Ce geste simple règle d'emblée trois questions que tout individu en état de tension vous pose instinctivement : qui es-tu, que veux-tu, et quelle autorité as-tu sur moi ? Mais il fait quelque chose de plus profond. En vous rendant visible, identifiable, humain — vous activez dans le cerveau de l'autre un mécanisme que l'éthologiste Konrad Lorenz a décrit sous le nom d'inhibition de la violence intraspécifique : ce frein instinctif qui rend psychologiquement difficile de blesser gravement un membre de sa propre espèce.
Ce mécanisme s'enclenche par le visage, et surtout par le regard. Regarder quelqu'un dans les yeux, c'est le constituer en sujet — lui conférer une existence qui résiste à l'acte violent. Ce n'est pas un hasard si les bourreaux bandent les yeux de leurs victimes, si l'on frappe plus facilement dans le dos, si un agresseur détourne le regard une fraction de seconde avant de passer à l'acte. La rupture du contact visuel est un signal d'attaque imminente.
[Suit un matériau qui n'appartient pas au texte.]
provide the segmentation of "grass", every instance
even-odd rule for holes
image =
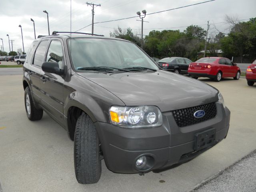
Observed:
[[[0,68],[21,68],[23,67],[23,65],[0,65]]]

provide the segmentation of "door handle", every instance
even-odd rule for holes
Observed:
[[[28,74],[29,75],[31,75],[33,73],[31,71],[28,71]]]
[[[44,77],[44,76],[43,76],[40,78],[41,79],[41,80],[42,80],[42,81],[44,83],[44,82],[46,81],[46,80],[45,79],[45,78]]]

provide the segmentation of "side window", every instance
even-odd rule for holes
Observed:
[[[220,59],[219,60],[219,63],[222,65],[226,64],[226,62],[225,61],[225,60],[224,59]]]
[[[59,64],[60,69],[64,69],[64,63],[62,62],[63,53],[61,43],[53,40],[51,44],[47,53],[46,61],[57,62]]]
[[[185,60],[183,58],[180,58],[177,60],[177,62],[178,63],[186,63]]]
[[[28,52],[28,56],[26,57],[25,61],[26,63],[30,63],[33,57],[33,54],[36,48],[36,45],[37,45],[38,43],[38,42],[37,41],[35,41],[31,44]]]
[[[186,61],[186,63],[187,64],[190,64],[192,62],[192,61],[188,59],[184,59]]]
[[[226,64],[228,65],[232,65],[232,62],[229,59],[225,59]]]
[[[40,42],[40,44],[37,47],[35,56],[34,58],[33,64],[40,67],[42,66],[42,65],[44,62],[44,54],[46,49],[46,47],[48,44],[48,41],[43,41]]]

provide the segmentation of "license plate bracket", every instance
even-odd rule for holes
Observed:
[[[216,130],[208,129],[195,135],[194,150],[198,151],[212,145],[215,141]]]

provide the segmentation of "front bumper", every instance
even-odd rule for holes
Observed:
[[[194,158],[225,138],[229,127],[230,112],[216,103],[217,112],[212,119],[184,127],[177,125],[170,112],[162,113],[160,127],[132,129],[105,123],[95,125],[108,168],[114,172],[135,173],[169,167]],[[196,133],[215,128],[216,141],[212,146],[194,150]],[[154,159],[150,168],[142,171],[135,166],[138,158],[147,155]]]

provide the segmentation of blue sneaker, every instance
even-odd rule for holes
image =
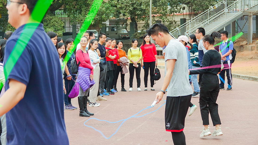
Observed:
[[[116,90],[115,90],[115,89],[113,89],[112,90],[111,90],[111,91],[114,92],[114,93],[117,93],[117,92],[116,91]]]
[[[107,93],[106,92],[104,92],[104,93],[103,93],[103,94],[100,94],[100,95],[103,95],[103,96],[109,96],[109,94],[108,94],[108,93]]]

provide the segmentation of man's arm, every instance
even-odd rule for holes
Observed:
[[[176,62],[176,60],[168,59],[167,60],[166,65],[166,73],[165,76],[165,78],[164,79],[163,82],[163,85],[162,86],[161,89],[165,91],[167,89],[167,87],[169,84],[171,80],[171,78],[172,77],[173,75],[173,71],[174,70],[174,67],[175,67],[175,64]],[[162,99],[163,97],[164,93],[163,92],[160,91],[157,93],[156,95],[156,98],[155,100],[158,100],[157,103],[158,103]]]
[[[27,86],[13,79],[9,81],[9,88],[0,98],[0,116],[6,113],[23,98]]]

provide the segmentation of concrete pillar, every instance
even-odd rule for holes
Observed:
[[[252,15],[248,16],[247,25],[247,44],[248,45],[252,44],[253,37],[253,29],[252,27],[253,19]]]
[[[134,38],[133,35],[135,33],[135,23],[130,22],[130,39],[132,39]]]
[[[234,21],[231,23],[231,25],[230,26],[230,31],[231,31],[231,37],[233,37],[236,35],[236,21]],[[232,41],[235,41],[235,40],[233,40]]]
[[[75,37],[76,37],[76,25],[72,25],[72,39],[75,39]]]

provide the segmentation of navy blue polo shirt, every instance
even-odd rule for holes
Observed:
[[[8,39],[5,65],[23,30]],[[24,97],[6,114],[7,144],[69,144],[64,117],[62,78],[57,49],[40,24],[14,65],[10,79],[26,85]]]

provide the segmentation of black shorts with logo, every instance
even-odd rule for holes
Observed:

Se présenter, ce n'est donc pas une politesse. C'est une stratégie de survie — et un acte éthique. En vous nommant, vous offrez à l'autre la possibilité de vous reconnaître comme un semblable, activant les freins biologiques et moraux qui rendent la violence plus difficile à commettre.
Se présenter, c'est se protéger. Et parfois, protéger l'autre de lui-même.